The shiver was involuntary as I again wake from my daze; my boss Tom asking me if I am cold and if I am ok. Blast it, I had left my camera on. I unmuted myself.
“Yes, thanks, going to go and grab a sweater after this” I replied, jokingly.
Or at least that’s what I wish I had just said. No, I said it was the excitement of being able to work on a new launch for a client, with a little too much enthusiasm than I intended. I wasn’t the only one who was appalled at my comment; I could see my colleagues on the call twitch at my response too. Even though we’ve known each other forever, Tom still lifts his circular glasses off of his nose and puts them on his head. As if he is sitting in judgement.
Another one to add to the loop in my mind, which will probably sneak up on me every time I get an email from this client. Perhaps I should just resign now and take my shame somewhere else. I have been plagued with these moments throughout my life.
The earliest one I can remember is the school play, when I was eleven years old. It was the last time we would all perform together before we all moved to different schools and just days before the end of the school year. I had played the role of a narrator. At the end of the performance, it was my job not just to bring the play to its end, but also to list all of those we needed to thank. It was the first and only time I would go off script, being more effusive with each of the on stage and off stage roles played by the students, parents and teachers than my manuscript dictated. I reached the last name on the list.
“And the last thank you, and the most important one of all, is to Mrs Ashford, for being the best teacher and director in the whole wide world.”
Or at least I wish that is what I said. What in fact I said was:
“And the last thank you, and the most important one of all, is to Mrs Ashford, for being the best teacher and mom in the whole wide world.”
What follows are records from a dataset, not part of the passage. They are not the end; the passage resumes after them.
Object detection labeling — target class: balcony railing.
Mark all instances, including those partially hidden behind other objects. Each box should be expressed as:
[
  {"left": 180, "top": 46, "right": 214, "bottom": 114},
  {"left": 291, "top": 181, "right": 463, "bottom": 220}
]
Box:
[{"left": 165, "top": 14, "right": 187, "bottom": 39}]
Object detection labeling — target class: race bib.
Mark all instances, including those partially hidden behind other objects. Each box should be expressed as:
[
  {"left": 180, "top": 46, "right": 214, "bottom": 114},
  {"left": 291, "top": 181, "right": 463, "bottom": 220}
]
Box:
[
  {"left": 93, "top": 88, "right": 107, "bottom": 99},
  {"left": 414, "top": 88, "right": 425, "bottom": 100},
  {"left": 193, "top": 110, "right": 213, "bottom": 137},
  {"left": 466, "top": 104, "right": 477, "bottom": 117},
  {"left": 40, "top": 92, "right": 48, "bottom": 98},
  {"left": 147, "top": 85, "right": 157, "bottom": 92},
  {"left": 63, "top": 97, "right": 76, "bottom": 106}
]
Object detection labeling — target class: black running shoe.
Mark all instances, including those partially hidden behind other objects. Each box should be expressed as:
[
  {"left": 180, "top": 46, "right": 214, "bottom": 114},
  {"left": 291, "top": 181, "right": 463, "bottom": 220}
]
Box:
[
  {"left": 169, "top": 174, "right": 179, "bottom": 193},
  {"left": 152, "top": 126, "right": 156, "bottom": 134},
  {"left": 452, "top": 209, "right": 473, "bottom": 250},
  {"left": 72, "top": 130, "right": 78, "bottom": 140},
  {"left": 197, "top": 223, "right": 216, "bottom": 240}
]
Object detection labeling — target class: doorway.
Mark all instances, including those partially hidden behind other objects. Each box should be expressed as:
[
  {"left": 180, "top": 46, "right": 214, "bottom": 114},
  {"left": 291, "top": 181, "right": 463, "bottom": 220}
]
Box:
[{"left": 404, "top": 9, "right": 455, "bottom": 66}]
That’s right, I said “mom”. For a child, one of the most embarrassing things you can do is to accidentally call your teacher “mom”. But I didn’t just do it in front of the whole class. I did it in front of the whole school and assembled parents. My friend Tom fell about screeching with laughter on the floor. Even my dad couldn’t help but chuckle.
As I scream internally again at recalling this story, I notice that everyone on the Teams call is saying what everyone says at the end of these, even if they didn’t take part. Variations of “great meeting,” or “thank you, good to see you all”.
I click the red telephone symbol in the top right hand corner of the window, get up, and go and get myself a glass of orange juice. The waves crash against the inside of the glass as I pour it. As I put it to my lips, I am instead put off by the sickly sweet smell and put it down on the counter.
I hear the familiar sound of a call coming in on Teams. “Tom Thaxted Junior,” it announced. My boss. The digital trolley rolls on, course correction needed.